As always, a compromise is in order between accuracy requirements and budget. With enough money and a friendly machine shop nearby you can let your fantasy run wild with rig geometry. I had once a dodecahedron about the size of a grapefruit, machined out of white plastic to 1/20 mm spec. Used it to calibrate the pose of a camera on the end effector of a robotic arm, moving it on a sphere around a fixed point. The dodecahedron has really nice properties in regard to occlusion angles. Needless to say, it's all patented.
The images used in generating the intrinsic calibration can also be used to verify it. A good example of this is the camera-calib tool from the Mobile Robot Programming Toolkit (MRPT).
Per Zhang's method, the MRPT calibration proceeds as follows:
Process the input images:
1a. Locate the calibration target (extract the chessboard corners)
1b. Estimate the camera's pose relative to the target, assuming that the target is a planar chessboard with a known number of intersections.
1c. Assign points on the image to a model of the calibration target in relative 3D coordinates.
Find an intrinsic calibration that best explains all of the models generated in 1b/c.
Once the intrinsic calibration is generated, we can go back to the source images.
For each image, multiply the estimated camera pose with the intrinsic calibration, then apply that to each of the points derived in 1c.
This will map the relative 3D points from the target model back to the 2D calibration source image. The difference between the original image feature (chessboard corner) and the reprojected point is the calibration error.
MRPT performs this test on all input images and will give you an aggregate reprojection error.
If you want to verify a full system, including both the camera intrinsics and the camera-to-world transform, you will probably need to build a jig that places the camera and target in a known configuration, then test calculated 3D points against real-world measurements.
On Engine's question: the pose matrix is a [R|t] matrix where R is a pure 3D rotation and t a translation vector. If you have computed a homography from the image, section 3.1 of Zhang's Microsoft Technical Report (http://research.microsoft.com/en-us/um/people/zhang/Papers/TR98-71.pdf) gives a closed form method to obtain both R and t using the known homography and the intrinsic camera matrix K. ( I can't comment, so I added as a new answer)
Should be just variance and bias in calibration (pixel re-projection) errors given enough variability in calibration rig poses. It is better to visualize these errors rather than to look at the values. For example, error vectors pointing to the center would be indicative of wrong focal length. Observing curved lines can give intuition about distortion coefficients.

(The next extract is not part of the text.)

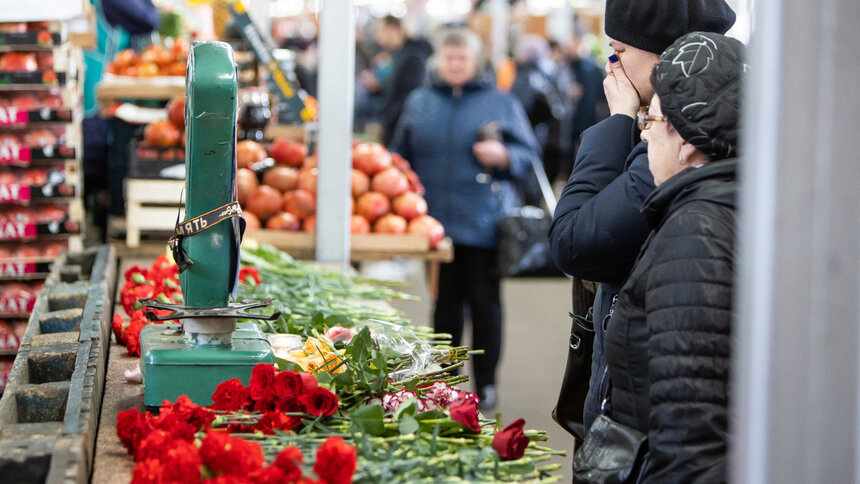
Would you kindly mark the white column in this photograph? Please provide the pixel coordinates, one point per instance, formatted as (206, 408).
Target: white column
(499, 11)
(797, 333)
(336, 101)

To calibrate the camera one has to jointly solve for extrinsic and intrinsic. The latter can be known from manufacturer, the solving for extrinsic (rotation and translation) involves decomposition of calculated homography: Decompose Homography matrix in opencv python
Calculate a Homography with only Translation, Rotation and Scale in Opencv
The homography is used here since most calibration targets are flat.